As a consequence, providers are going soft on privacy. Take AT&T: Earlier this summer, the company reworked its privacy policy. It now reserves the right to disclose its business records - including contact data (customer name, address, phone number and e-mail address), transactions (online purchases and possibly even searches), service charges, the hardware and software used, and Social Security numbers and/or credit card information, passwords and user names.

Under what circumstances can this be disclosed? Basically, whenever AT&T feels like it. Specifically, the company says it will disclose this information in order to protect its legitimate business interests, safeguard others or respond to legal process.

I don't know about you, but that doesn't sound like a privacy policy to me - more like an exposure policy. There are those who say privacy's an outdated right in this era of airplane bombers and terrorist conspiracies, and only evildoers keep secrets. (Hey guys: How about we post your prescription for hemorrhoid cream on the bulletin board at work? Hmm, didn't think so.)

Here's the thing. Insisting on a consistent definition of privacy doesn't necessarily entail handing the country over to Osama Bin Laden on a silver platter.

We need to rationalize the current patchwork quilt of laws and policies to establish three things: 1. What information is considered confidential? Searches? VoIP calls? E-mails? Account information? Calling patterns?). 2. Under what circumstances can this data be revealed to third parties, including government agencies? 3. What is the legal process required to authorize a provider to reveal this information?

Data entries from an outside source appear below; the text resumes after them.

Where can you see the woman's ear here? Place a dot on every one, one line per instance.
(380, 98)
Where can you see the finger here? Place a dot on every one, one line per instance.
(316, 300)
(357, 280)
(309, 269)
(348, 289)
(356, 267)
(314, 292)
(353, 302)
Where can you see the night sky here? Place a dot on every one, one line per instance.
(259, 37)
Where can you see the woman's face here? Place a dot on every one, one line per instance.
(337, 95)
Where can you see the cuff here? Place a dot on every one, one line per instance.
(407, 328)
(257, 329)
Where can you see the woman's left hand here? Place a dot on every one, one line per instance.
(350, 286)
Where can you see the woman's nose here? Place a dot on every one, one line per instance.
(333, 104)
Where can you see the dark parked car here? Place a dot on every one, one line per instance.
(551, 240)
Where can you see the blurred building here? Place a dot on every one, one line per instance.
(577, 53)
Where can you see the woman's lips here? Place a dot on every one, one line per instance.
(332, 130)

Today, tapping voice calls requires warrants, but tapping VoIP calls doesn't. That's nuts unless the goal is to keep terrorists, pedophiles and the Mafia on rotary phones. And as we all know, the courts are hotly debating whether or not warrants are required for calling-pattern analysis.

With all due respect to the judicial branch, this is something that legislators - not judges - ought to be sorting out. So here's my suggestion: Citizens, write your lawmakers demanding that they put a full discussion of privacy on the docket starting this fall. Vote your beliefs. And hold your providers fully accountable for having a real privacy policy.

The alternative? Get used to reading your (and your company's) confidential data on the Web.